Greg Otto at fedscoop wrote this interesting piece about IBM’s Watson-as-a-Service.
Otto writes:
IBM announced last week it has moved its cognitive computing system into the cloud to form the Watson Discovery Advisor, allowing researchers, academics and anyone else trying to leverage big data the ability to test programs and hypotheses at speeds never before seen.
Since Watson is built to understand the nuance of natural language, this new service allows researchers to process millions of data points normally impossible for humans to handle. This can reduce project timelines from years to weeks or days.

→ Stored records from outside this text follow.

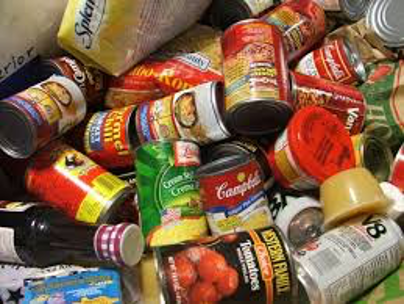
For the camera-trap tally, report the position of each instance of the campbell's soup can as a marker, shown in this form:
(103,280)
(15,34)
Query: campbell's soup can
(256,78)
(69,180)
(246,267)
(314,146)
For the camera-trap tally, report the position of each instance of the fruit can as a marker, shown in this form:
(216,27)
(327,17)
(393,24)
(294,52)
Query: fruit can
(169,200)
(110,138)
(256,78)
(32,118)
(345,101)
(233,196)
(194,114)
(302,24)
(338,60)
(314,146)
(69,180)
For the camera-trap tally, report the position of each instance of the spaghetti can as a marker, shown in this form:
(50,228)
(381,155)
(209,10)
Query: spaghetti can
(69,180)
(345,101)
(302,24)
(256,78)
(338,60)
(32,118)
(110,138)
(313,147)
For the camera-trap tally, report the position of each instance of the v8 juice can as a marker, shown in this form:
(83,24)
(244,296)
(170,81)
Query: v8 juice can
(169,200)
(257,90)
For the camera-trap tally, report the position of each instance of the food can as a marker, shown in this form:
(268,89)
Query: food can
(169,200)
(345,101)
(374,154)
(313,147)
(194,114)
(69,180)
(233,196)
(256,78)
(346,261)
(338,60)
(245,267)
(110,138)
(32,118)
(302,24)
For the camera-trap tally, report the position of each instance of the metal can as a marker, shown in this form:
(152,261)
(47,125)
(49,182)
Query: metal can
(110,138)
(194,114)
(347,260)
(338,60)
(302,24)
(169,200)
(256,78)
(32,118)
(346,102)
(254,266)
(69,180)
(313,147)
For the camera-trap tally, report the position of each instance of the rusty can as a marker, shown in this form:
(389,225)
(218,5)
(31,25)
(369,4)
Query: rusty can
(69,180)
(345,101)
(110,138)
(256,78)
(302,24)
(337,60)
(32,118)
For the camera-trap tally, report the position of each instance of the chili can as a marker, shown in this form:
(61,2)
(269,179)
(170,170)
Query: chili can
(69,180)
(32,118)
(256,78)
(314,146)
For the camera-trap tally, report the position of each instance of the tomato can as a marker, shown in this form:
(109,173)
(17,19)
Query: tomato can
(32,118)
(345,101)
(69,180)
(302,24)
(338,60)
(256,78)
(314,146)
(246,267)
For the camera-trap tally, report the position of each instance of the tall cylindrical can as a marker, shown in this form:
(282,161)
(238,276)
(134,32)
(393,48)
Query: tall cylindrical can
(32,118)
(256,78)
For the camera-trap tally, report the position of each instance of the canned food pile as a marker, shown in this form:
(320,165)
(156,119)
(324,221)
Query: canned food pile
(204,152)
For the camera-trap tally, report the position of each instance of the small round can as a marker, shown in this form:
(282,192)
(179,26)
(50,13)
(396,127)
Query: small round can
(69,180)
(337,60)
(233,196)
(313,147)
(345,101)
(302,24)
(32,118)
(256,78)
(110,137)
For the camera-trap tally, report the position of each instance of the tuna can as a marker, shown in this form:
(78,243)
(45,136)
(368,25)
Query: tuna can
(256,78)
(32,118)
(69,180)
(194,114)
(302,23)
(345,101)
(110,138)
(346,261)
(374,154)
(168,193)
(245,267)
(233,196)
(337,60)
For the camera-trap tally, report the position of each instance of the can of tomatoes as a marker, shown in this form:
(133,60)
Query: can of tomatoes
(69,180)
(246,267)
(256,78)
(337,60)
(314,146)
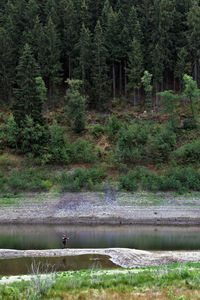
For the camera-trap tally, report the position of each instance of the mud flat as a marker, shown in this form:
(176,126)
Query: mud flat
(127,258)
(97,208)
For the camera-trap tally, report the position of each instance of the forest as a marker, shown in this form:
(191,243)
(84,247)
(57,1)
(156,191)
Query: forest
(110,86)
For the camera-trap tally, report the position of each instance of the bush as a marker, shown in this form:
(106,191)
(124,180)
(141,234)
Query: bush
(76,105)
(32,137)
(27,180)
(58,147)
(182,179)
(80,179)
(12,132)
(2,138)
(98,130)
(131,143)
(161,145)
(112,128)
(129,182)
(151,182)
(189,153)
(82,152)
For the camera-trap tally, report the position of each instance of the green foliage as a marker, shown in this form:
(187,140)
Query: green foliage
(187,154)
(98,130)
(80,179)
(130,143)
(191,93)
(26,180)
(170,103)
(32,136)
(146,81)
(76,105)
(112,128)
(129,182)
(12,132)
(161,144)
(82,152)
(58,147)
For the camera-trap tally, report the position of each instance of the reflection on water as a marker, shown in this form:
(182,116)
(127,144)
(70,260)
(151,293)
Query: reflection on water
(126,236)
(28,265)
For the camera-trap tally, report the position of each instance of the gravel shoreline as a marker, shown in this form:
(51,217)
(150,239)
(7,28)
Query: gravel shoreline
(95,208)
(127,258)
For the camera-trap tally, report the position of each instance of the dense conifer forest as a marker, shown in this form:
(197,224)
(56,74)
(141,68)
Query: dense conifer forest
(110,86)
(106,44)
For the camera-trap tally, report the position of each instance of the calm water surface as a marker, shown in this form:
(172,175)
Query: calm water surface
(127,236)
(26,237)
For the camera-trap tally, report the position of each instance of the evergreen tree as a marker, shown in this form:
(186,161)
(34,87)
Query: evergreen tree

The ability to understand natural language queries is a big deal. You can ask, for example: “I’m going to be in Boston. I like basketball. What do you suggest, Watson?” You might get several answers: Celtics tickets, Boston College tickets, Harvard tickets. Or in the offseason, Watson may suggest you drive to the Basketball Hall of Fame in Springfield (MA). Companies are already using Watson this way. Fluid, Inc.’s Watson-based retail solutions deliver granular results to queries such as “I am taking my wife and three children camping in upstate New York in October and I need a tent.” Consider this: Watson has been taught to pass the medical boards. Would you trust it to diagnose you and prescribe medication? What if you claim to be in pain (e.g., back pain, migraines, depression) and Watson doesn’t believe your subjective input? Here’s more food for thought: What if Watson could learn to code? Why not? It’s hardly heretical to suggest that as Watson works with developers, it will one day be able to generate solutions based on a natural language query. That’s equally exciting and worrisome. Now if you want to poke a little fun at Watson, read this Steve Lohr piece in The New York Times (2013) about Watson in the kitchen. Just skim it — the kicker is at the end.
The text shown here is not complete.